FedEx Corporation (FedEx) (NYSE:FDX), FedEx Acquisition B.V. (the Offeror) and TNT Express N.V. (TNT Express) hereby jointly confirm that the Acceptance Period for the recommended public offer for all the issued and outstanding ordinary shares in the capital of TNT Express N.V., including all American depositary shares representing ordinary shares, has been extended by the Offeror to 17:40 hours CET (11:40 hours New York time) on January 8, 2016, in accordance with the terms and conditions of the Offer Document and the provisions of article 15 of the Decree.
The Acceptance Period has been extended because not all Offer Conditions, in particular the Offer Condition relating to Competition Clearances, were fulfilled upon expiry of the initial Acceptance Period at 17:40 hours CET on October 30, 2015.
If and when the extended Acceptance Period lapses at January 8, 2016, without the Offer Condition with respect to Competition Clearances having been fulfilled, an exemption will be requested from the Netherlands Authority for the Financial Markets (AFM) to extend the Acceptance Period until such time as the Offeror and TNT Express reasonably believe is necessary to cause such Offer Condition to be fulfilled.
During the extended Acceptance Period, Shares and American depositary shares representing ordinary shares tendered during the initial Acceptance Period may be withdrawn in accordance with the provisions of Article 15, paragraph 3 of the Decree.
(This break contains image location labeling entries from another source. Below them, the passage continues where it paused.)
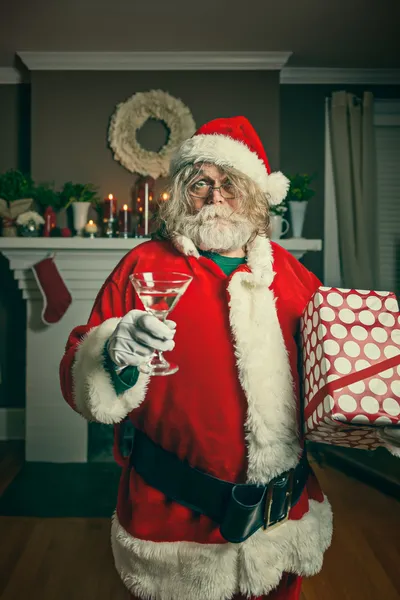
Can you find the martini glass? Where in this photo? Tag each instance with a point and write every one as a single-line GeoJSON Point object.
{"type": "Point", "coordinates": [159, 292]}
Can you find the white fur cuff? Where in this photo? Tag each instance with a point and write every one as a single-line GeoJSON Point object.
{"type": "Point", "coordinates": [94, 394]}
{"type": "Point", "coordinates": [193, 571]}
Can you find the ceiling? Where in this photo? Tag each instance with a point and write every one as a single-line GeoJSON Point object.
{"type": "Point", "coordinates": [319, 33]}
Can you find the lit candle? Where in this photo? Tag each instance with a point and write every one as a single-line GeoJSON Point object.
{"type": "Point", "coordinates": [109, 207]}
{"type": "Point", "coordinates": [146, 209]}
{"type": "Point", "coordinates": [91, 228]}
{"type": "Point", "coordinates": [125, 221]}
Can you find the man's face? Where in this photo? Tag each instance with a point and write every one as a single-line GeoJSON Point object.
{"type": "Point", "coordinates": [215, 221]}
{"type": "Point", "coordinates": [212, 186]}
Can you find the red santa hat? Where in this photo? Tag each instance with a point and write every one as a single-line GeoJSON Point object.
{"type": "Point", "coordinates": [233, 142]}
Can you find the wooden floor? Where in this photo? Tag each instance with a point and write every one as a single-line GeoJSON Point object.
{"type": "Point", "coordinates": [70, 559]}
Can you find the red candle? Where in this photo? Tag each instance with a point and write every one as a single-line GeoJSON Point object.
{"type": "Point", "coordinates": [110, 207]}
{"type": "Point", "coordinates": [125, 222]}
{"type": "Point", "coordinates": [49, 221]}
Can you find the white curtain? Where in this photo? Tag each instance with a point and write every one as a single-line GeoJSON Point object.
{"type": "Point", "coordinates": [351, 126]}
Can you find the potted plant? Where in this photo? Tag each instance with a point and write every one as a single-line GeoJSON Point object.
{"type": "Point", "coordinates": [15, 198]}
{"type": "Point", "coordinates": [298, 196]}
{"type": "Point", "coordinates": [81, 197]}
{"type": "Point", "coordinates": [278, 224]}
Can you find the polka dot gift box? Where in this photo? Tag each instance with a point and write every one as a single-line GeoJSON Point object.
{"type": "Point", "coordinates": [351, 366]}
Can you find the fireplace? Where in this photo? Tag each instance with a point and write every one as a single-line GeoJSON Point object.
{"type": "Point", "coordinates": [54, 432]}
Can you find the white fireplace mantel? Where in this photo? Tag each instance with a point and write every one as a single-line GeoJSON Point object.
{"type": "Point", "coordinates": [54, 432]}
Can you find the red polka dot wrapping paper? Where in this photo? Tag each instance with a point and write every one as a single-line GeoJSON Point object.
{"type": "Point", "coordinates": [351, 366]}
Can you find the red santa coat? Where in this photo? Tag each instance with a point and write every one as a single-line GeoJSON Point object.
{"type": "Point", "coordinates": [232, 410]}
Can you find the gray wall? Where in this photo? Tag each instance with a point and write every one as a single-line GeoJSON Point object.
{"type": "Point", "coordinates": [71, 112]}
{"type": "Point", "coordinates": [14, 154]}
{"type": "Point", "coordinates": [14, 127]}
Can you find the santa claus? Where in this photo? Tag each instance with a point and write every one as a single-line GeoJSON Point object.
{"type": "Point", "coordinates": [216, 499]}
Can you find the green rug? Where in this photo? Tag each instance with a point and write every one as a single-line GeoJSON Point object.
{"type": "Point", "coordinates": [62, 490]}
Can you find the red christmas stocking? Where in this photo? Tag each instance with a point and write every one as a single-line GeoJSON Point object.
{"type": "Point", "coordinates": [56, 296]}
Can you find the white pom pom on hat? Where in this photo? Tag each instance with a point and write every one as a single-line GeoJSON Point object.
{"type": "Point", "coordinates": [233, 142]}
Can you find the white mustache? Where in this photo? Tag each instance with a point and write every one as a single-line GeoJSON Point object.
{"type": "Point", "coordinates": [217, 228]}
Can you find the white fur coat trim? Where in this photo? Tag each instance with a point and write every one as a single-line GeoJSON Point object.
{"type": "Point", "coordinates": [259, 257]}
{"type": "Point", "coordinates": [94, 393]}
{"type": "Point", "coordinates": [263, 364]}
{"type": "Point", "coordinates": [191, 571]}
{"type": "Point", "coordinates": [224, 151]}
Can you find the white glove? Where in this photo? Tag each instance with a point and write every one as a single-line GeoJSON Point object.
{"type": "Point", "coordinates": [136, 337]}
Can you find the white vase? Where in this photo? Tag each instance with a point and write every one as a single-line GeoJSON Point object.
{"type": "Point", "coordinates": [279, 226]}
{"type": "Point", "coordinates": [80, 212]}
{"type": "Point", "coordinates": [297, 214]}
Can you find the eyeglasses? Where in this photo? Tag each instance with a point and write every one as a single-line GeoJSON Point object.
{"type": "Point", "coordinates": [202, 189]}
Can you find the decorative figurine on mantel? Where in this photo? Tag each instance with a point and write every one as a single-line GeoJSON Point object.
{"type": "Point", "coordinates": [29, 224]}
{"type": "Point", "coordinates": [15, 199]}
{"type": "Point", "coordinates": [91, 229]}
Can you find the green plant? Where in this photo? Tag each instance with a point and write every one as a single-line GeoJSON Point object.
{"type": "Point", "coordinates": [15, 185]}
{"type": "Point", "coordinates": [299, 190]}
{"type": "Point", "coordinates": [45, 195]}
{"type": "Point", "coordinates": [78, 192]}
{"type": "Point", "coordinates": [278, 209]}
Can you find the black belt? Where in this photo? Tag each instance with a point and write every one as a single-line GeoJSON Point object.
{"type": "Point", "coordinates": [239, 509]}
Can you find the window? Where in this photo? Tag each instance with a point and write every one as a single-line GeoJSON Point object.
{"type": "Point", "coordinates": [387, 126]}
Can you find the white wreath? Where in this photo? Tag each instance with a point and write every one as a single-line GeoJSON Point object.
{"type": "Point", "coordinates": [131, 116]}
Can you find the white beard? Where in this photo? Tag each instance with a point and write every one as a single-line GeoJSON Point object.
{"type": "Point", "coordinates": [216, 228]}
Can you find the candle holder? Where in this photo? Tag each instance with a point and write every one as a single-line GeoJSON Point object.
{"type": "Point", "coordinates": [125, 222]}
{"type": "Point", "coordinates": [91, 230]}
{"type": "Point", "coordinates": [109, 216]}
{"type": "Point", "coordinates": [144, 204]}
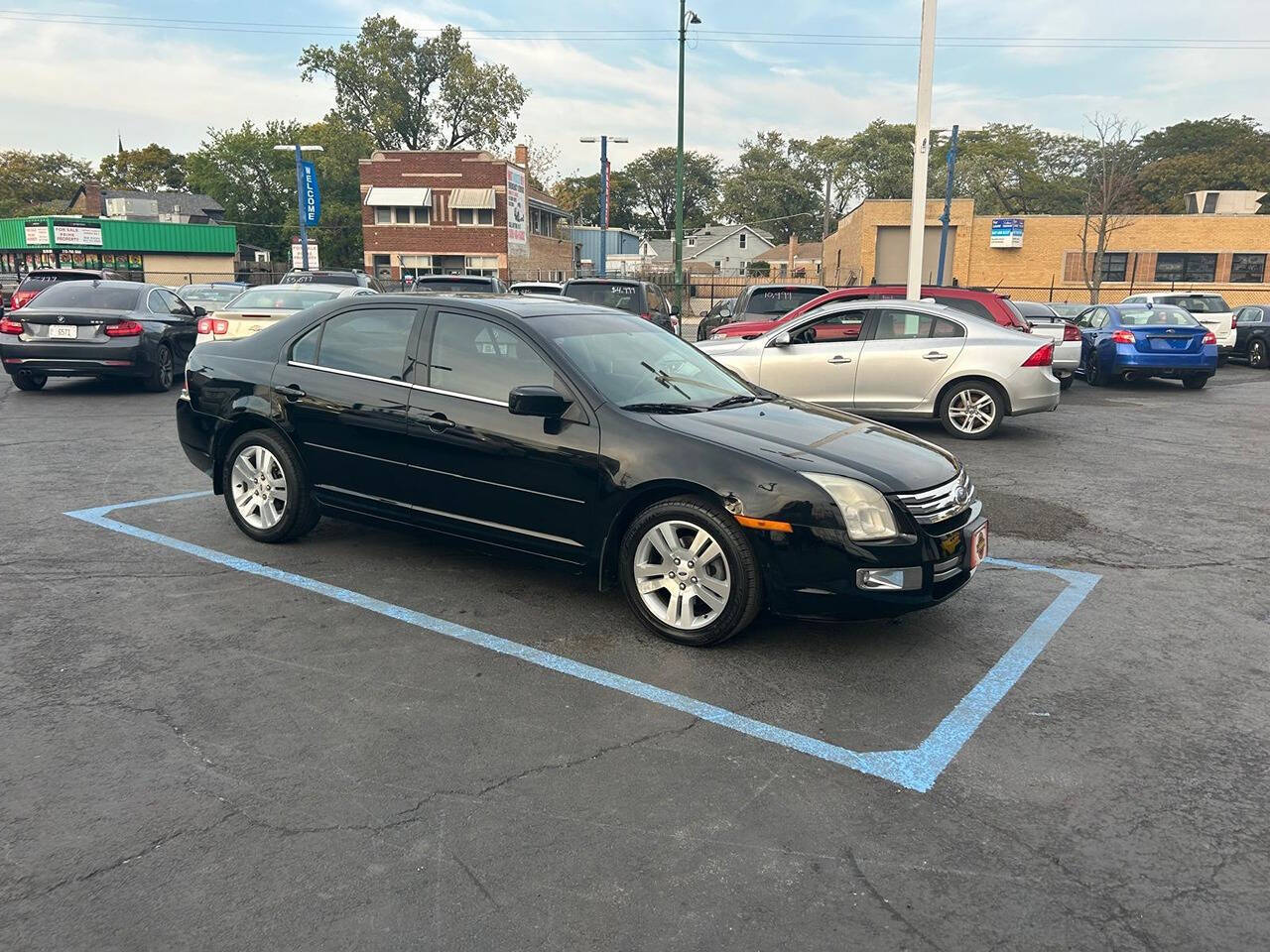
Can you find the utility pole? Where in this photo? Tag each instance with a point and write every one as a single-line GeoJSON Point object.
{"type": "Point", "coordinates": [948, 204]}
{"type": "Point", "coordinates": [300, 195]}
{"type": "Point", "coordinates": [921, 151]}
{"type": "Point", "coordinates": [686, 17]}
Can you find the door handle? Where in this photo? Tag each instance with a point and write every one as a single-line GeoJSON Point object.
{"type": "Point", "coordinates": [440, 422]}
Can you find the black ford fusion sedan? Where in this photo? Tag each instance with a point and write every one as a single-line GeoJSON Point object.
{"type": "Point", "coordinates": [587, 436]}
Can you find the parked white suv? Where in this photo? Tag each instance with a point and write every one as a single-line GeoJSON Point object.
{"type": "Point", "coordinates": [1207, 308]}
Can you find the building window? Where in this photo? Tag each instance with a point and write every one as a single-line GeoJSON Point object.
{"type": "Point", "coordinates": [474, 216]}
{"type": "Point", "coordinates": [1247, 268]}
{"type": "Point", "coordinates": [1114, 266]}
{"type": "Point", "coordinates": [1201, 268]}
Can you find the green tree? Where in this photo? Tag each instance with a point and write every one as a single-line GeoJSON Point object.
{"type": "Point", "coordinates": [767, 186]}
{"type": "Point", "coordinates": [39, 182]}
{"type": "Point", "coordinates": [411, 93]}
{"type": "Point", "coordinates": [652, 176]}
{"type": "Point", "coordinates": [153, 168]}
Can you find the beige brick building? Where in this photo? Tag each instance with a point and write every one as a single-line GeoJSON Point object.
{"type": "Point", "coordinates": [1151, 252]}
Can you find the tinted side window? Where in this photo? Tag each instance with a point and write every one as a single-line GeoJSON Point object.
{"type": "Point", "coordinates": [370, 340]}
{"type": "Point", "coordinates": [902, 325]}
{"type": "Point", "coordinates": [479, 358]}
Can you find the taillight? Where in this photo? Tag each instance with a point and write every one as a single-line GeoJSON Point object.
{"type": "Point", "coordinates": [123, 329]}
{"type": "Point", "coordinates": [21, 298]}
{"type": "Point", "coordinates": [1042, 357]}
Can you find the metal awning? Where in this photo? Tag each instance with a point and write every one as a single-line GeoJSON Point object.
{"type": "Point", "coordinates": [384, 197]}
{"type": "Point", "coordinates": [471, 198]}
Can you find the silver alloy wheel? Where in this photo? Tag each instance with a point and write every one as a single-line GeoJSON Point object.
{"type": "Point", "coordinates": [971, 411]}
{"type": "Point", "coordinates": [259, 488]}
{"type": "Point", "coordinates": [683, 575]}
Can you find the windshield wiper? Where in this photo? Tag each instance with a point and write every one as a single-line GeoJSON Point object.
{"type": "Point", "coordinates": [662, 408]}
Any Shares tendered during the initial Acceptance Period and which are not withdrawn will remain subject to the Offer.
As a result of the adoption of the Asset Sale and Liquidation Resolutions and the Conversion Resolution at the TNT Express EGM of October 5, 2015, under the terms and subject to the conditions of the Offer, the minimum acceptance condition will be 80% (and not 95%) of TNT Express’ aggregate issued and outstanding ordinary share capital, on a fully diluted basis, as of the time and date on which the Offer expires, including any Shares held by the Offeror or its affiliates (to date the Offeror or its affiliates do not hold any Shares in the share capital of TNT Express).
Competition clearances and indicative timetable
The Offer is conditional on obtaining competition approval from the relevant antitrust authorities in the EU, Brazil, China and, to the extent applicable, the United States of America. FedEx and TNT Express anticipate making a filing in the U.S. before the end of the calendar year.
FedEx and TNT Express are on track to obtain all necessary approvals and competition clearances. Based on the required steps and subject to the necessary approvals, FedEx and TNT Express continue to anticipate that the Offer will close in the first half of calendar year 2016. The formal notification for EU competition clearance was filed on 26 June 2015. The European Commission has initiated a Phase II review in connection with the Offer and on 13 August 2015 announced on its website that it extended its deadline for the completion of its Phase II review by 20 working days to 13 January 2016. As indicated in their joint press release of 20 October 2015, FedEx and TNT Express have not received a Statement of Objections from the European Commission and have been informed by the European Commission that no Statement of Objections will be issued. The transaction is also being reviewed by other antitrust agencies, including the Ministry of Commerce (MOFCOM) in China and the Conselho Administrativo de Defesa Economica (CADE) in Brazil.
The Combination presents a highly pro-competitive proposition for the provision of small package delivery services within and outside Europe. The networks of TNT Express and FedEx are largely complementary, given that FedExs strength is providing US domestic and extra-EEA international services, while TNT Express’ focus is on providing intra-European services. The Combination would allow the parties to sell a more competitive e-commerce offering in the market, which should benefit consumers and SMEs in Europe and beyond.